Splenocytes isolated from WT and Icos^-/- mice isolated before re-challenge (day 92) and post-challenge (days 5, 9, and 35) were used to determine the number of parasite-specific IgM (A, B) and IgG (C, D) ASCs by ELISpot [P. c. chabaudi AMA-1 (A, C) and MSP-1₄₂ (B, D)]. Serum AMA-1 (E) and MSP-1₄₂ (F) specific IgG endpoint titers were determined by ELISA. Normalized absorbance of AMA-1 (G) and MSP-1₄₂–specific (H) IgG at day 35 p.c. as determined by ELISA. The x-axis (log2) displays increasing molar concentrations of NH₄SCN. A nonlinear regression curve fit is shown; the intersection of the dotted line at the normalized absorbance of 0.5 with the curves represents the concentration of NH₄SCN needed to elute 50% of the bound IgG off the Ag.
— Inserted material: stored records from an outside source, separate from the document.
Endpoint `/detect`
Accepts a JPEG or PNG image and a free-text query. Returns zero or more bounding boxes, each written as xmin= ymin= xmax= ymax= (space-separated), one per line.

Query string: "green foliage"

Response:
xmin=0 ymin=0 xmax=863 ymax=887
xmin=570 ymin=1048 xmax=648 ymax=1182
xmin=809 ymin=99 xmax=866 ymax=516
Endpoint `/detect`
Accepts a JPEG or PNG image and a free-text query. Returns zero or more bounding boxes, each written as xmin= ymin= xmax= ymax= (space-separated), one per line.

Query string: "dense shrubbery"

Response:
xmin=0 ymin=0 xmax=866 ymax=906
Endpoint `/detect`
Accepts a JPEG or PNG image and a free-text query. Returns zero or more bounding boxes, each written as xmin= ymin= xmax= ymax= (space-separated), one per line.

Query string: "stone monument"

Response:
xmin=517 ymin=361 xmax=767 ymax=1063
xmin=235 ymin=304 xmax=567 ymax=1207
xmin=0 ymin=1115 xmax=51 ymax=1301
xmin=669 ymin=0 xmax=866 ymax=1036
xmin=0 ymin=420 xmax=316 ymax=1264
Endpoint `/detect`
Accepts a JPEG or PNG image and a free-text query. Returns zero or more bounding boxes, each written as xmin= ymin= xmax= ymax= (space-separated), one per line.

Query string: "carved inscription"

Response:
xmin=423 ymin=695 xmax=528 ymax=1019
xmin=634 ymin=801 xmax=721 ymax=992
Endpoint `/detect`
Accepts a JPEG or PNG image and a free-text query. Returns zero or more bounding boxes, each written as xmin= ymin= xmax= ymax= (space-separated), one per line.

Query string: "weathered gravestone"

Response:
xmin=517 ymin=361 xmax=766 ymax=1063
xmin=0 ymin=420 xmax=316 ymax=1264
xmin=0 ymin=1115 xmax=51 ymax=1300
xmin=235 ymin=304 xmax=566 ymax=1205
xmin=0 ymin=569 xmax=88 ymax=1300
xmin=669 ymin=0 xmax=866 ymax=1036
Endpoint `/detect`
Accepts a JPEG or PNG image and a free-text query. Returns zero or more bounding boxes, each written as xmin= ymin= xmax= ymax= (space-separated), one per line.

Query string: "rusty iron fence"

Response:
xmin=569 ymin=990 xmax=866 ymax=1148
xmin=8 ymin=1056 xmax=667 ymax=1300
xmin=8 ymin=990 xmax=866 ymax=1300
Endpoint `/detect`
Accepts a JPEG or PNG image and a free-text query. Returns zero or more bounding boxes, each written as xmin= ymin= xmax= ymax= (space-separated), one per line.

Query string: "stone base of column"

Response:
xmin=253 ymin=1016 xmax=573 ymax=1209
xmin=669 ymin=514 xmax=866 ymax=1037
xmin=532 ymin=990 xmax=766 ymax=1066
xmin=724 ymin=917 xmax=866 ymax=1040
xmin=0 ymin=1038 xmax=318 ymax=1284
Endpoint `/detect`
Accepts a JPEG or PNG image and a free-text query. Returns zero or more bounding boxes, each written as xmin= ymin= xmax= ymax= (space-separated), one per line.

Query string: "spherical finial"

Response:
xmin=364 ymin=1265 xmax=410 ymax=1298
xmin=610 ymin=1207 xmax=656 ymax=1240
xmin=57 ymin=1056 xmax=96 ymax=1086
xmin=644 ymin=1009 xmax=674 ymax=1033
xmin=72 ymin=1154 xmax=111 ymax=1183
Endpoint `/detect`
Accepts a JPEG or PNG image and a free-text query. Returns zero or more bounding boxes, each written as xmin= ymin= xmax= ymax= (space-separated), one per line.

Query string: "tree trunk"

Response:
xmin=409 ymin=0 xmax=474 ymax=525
Data are representative of two independent experiments with at least three mice per group (error bars, s.e.m.). An aligned rank transformation was performed on non-parametric data before determining significance by two-way ANOVA with a post hoc Holm-Sidak’s multiple comparisons test. * p < 0.05, ** p < 0.01, **** p ≤ 0.0001, NS not significant.